Datum uitspraak: 12 maart 2025
AFDELING
BESTUURSRECHTSPRAAK
Uitspraak op het hoger beroep van:
[appellant], wonend in [woonplaats],
appellant,
tegen de uitspraak van de rechtbank Limburg van 6 juli 2023 in zaak nr. 22/934 in het geding tussen:
[appellant]
en
de minister van Volksgezondheid, Welzijn en Sport, thans en hierna: de minister voor Medische Zorg.
Procesverloop
Bij besluit van 12 augustus 2021 heeft de minister aan [appellant] een boete van € 3.000,00 opgelegd.
Bij besluit van 10 maart 2022 heeft de minister het door [appellant] daartegen gemaakte bezwaar ongegrond verklaard.
Bij uitspraak van 6 juli 2023 heeft de rechtbank het door [appellant] daartegen ingestelde beroep ongegrond verklaard.
Tegen deze uitspraak heeft [appellant] hoger beroep ingesteld.
De minister heeft een schriftelijke uiteenzetting gegeven.
[appellant] en de minister hebben nadere stukken ingediend.

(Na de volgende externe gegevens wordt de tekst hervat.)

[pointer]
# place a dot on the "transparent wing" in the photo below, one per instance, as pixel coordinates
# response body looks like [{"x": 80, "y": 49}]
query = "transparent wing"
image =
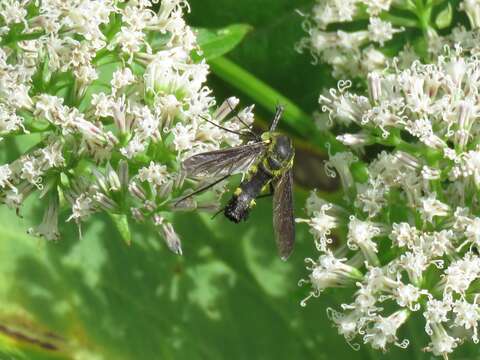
[
  {"x": 283, "y": 221},
  {"x": 224, "y": 162}
]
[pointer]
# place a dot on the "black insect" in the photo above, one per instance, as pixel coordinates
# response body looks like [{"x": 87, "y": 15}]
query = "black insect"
[{"x": 266, "y": 163}]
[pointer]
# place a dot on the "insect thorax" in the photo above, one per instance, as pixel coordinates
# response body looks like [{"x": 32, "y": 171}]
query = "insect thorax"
[{"x": 280, "y": 154}]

De Afdeling heeft de zaak ter zitting behandeld op 18 november 2024, waar [appellant], bijgestaan door mr. M.F. Mooibroek, advocaat in Utrecht, en mr. S. Khowja, en de minister, vertegenwoordigd door mrs. M.L. Batting, J. Waalkens en C.G. Top, advocaten in Den Haag, zijn verschenen. Verder is verschenen [partij], arts.
Overwegingen
Inleiding
1. [appellant] is huisarts met een zelfstandige huisartsenpraktijk in Meijel, Limburg. De Inspectie Gezondheidszorg en Jeugd (hierna: de Inspectie) heeft vanaf 8 april 2020 meerdere malen met hem contact gehad na berichtgeving in de media en meldingen over het gebruik van bepaalde geneesmiddelen bij patiënten met COVID-19. Tijdens deze gesprekken heeft [appellant] te kennen gegeven dat hij voor verschillende patiënten met COVID-19 de geneesmiddelen hydroxychloroquine en ivermectine off-label heeft voorgeschreven. Het off-label voorschrijven van een geneesmiddel houdt in dat dit geneesmiddel wordt voorgeschreven buiten de door het College ter Beoordeling van Geneesmiddelen (hierna: CBG) geregistreerde indicaties.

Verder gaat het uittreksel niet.